Trial Design for Mixed Urinary Incontinence: Midurethral Sling Versus Botulinum Toxin A

Author:

Harvie Heidi S.,Richter Holly E.1,Sung Vivian W.2,Chermansky Christopher J.3,Menefee Shawn A.4,Rahn David D.5,Amundsen Cindy L.6,Arya Lily A.7,Huitema Carolyn8,Mazloomdoost Donna9,Thomas Sonia8,

Affiliation:

1. Department of Obstetrics and Gynecology, University of Alabama at Birmingham, Birmingham, AL

2. Department of Obstetrics and Gynecology, Alpert Medical School of Brown University/Women and Infants Hospital, Providence, RI

3. Department of Urology, University of Pittsburgh School of Medicine, Pittsburgh, PA

4. Department of Obstetrics and Gynecology, Kaiser Permanente San Diego, San Diego, CA

5. Department of Obstetrics and Gynecology, University of Texas Southwestern, TX

6. Department of Obstetrics and Gynecology, Duke University Medical Center, Durham

7. Department of Obstetrics and Gynecology, Perelman School of Medicine, University of Pennsylvania

8. RTI International, Research Triangle Park, NC

9. Eunice Kennedy ShriverNational Institute of Child Health and Human Development, National Institutes of Health, Bethesda, MD.

Abstract

Importance Mixed urinary incontinence (MUI) is common and can be challenging to manage.

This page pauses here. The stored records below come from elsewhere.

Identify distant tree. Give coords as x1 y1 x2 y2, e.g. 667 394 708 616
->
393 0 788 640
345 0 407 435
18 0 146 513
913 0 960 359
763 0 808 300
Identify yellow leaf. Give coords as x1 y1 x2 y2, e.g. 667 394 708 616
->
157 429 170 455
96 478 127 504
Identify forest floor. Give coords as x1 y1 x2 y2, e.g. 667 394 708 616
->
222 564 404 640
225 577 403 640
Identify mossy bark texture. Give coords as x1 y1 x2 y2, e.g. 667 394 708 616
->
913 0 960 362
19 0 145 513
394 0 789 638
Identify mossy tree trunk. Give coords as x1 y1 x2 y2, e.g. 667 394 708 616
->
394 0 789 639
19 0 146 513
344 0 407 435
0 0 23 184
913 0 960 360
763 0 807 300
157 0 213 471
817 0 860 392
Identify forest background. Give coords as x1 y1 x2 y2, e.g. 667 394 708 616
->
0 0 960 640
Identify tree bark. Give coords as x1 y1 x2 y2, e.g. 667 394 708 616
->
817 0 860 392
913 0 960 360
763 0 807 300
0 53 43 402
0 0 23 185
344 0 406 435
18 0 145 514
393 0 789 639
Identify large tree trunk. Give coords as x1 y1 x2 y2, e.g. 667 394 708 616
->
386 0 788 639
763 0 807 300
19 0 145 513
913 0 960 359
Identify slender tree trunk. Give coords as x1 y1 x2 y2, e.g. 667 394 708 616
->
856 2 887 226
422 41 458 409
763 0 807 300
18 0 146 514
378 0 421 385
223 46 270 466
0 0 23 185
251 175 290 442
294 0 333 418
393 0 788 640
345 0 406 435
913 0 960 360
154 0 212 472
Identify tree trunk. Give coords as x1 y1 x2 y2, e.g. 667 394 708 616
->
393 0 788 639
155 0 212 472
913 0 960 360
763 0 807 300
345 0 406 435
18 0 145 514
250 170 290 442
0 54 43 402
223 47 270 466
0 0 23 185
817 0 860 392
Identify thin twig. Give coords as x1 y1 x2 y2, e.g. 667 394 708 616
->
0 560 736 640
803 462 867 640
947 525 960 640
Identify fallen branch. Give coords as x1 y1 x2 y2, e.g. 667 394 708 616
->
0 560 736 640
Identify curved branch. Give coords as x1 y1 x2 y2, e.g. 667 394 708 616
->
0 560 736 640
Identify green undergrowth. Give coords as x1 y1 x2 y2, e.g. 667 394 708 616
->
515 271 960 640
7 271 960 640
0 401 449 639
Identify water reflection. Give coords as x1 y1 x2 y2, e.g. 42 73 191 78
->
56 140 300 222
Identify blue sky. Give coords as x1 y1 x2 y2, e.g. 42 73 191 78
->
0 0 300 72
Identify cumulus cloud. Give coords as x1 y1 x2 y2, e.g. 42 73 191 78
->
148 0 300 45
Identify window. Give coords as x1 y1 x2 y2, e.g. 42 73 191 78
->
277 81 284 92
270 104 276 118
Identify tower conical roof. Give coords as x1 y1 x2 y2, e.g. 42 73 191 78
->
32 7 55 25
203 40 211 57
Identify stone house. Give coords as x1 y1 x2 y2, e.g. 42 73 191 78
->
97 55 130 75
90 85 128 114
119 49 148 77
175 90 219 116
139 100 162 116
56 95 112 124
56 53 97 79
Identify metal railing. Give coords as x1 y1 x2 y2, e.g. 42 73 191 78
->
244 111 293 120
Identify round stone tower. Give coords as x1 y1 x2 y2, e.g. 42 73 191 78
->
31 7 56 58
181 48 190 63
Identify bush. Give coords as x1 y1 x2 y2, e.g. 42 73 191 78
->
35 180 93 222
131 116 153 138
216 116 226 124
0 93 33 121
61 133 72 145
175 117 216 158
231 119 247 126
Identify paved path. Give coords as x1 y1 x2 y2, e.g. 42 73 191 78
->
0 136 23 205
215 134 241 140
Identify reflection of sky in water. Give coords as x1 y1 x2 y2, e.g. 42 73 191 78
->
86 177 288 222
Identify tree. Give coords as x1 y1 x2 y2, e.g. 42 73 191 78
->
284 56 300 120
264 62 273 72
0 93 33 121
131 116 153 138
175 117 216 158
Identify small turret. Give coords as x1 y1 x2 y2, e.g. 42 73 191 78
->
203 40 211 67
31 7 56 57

Objectives We present the protocol design and rationale of a trial comparing the efficacy of 2 procedures for the treatment of women with MUI refractory to oral treatment. The Midurethral sling versus Botulinum toxin A (MUSA) trial compares the efficacy of intradetrusor injection of 100 U of onabotulinimtoxinA (an office-based procedure directed at the urgency component) versus midurethral sling (MUS) placement (a surgical procedure directed at the stress component). Study Design The MUSA is a multicenter, randomized trial of women with MUI electing to undergo procedural treatment for MUI at 7 clinical centers in the NICHD Pelvic Floor Disorders Network. Participants are randomized to either onabotulinumtoxinA 100 U or MUS. OnabotulinimtoxinA recipients may receive an additional injection between 3 and 6 months. Participants may receive additional treatment (including crossover to the alternative study intervention) between 6 and 12 months. The primary outcome is change from baseline in Urogenital Distress Inventory (UDI) at 6 months. Secondary outcomes include change in UDI at 3 and 12 months, irritative and stress subscores of the UDI, urinary incontinence episodes, predictors of poor treatment response, quality of life and global impression outcomes, adverse events, use of additional treatments, and cost effectiveness. Results Recruitment and randomization of 150 participants is complete and participants are currently in the follow-up phase. Conclusions This trial will provide information to guide care for women with MUI refractory to oral treatment who seek surgical treatment with either onabotulinumtoxinA or MUS.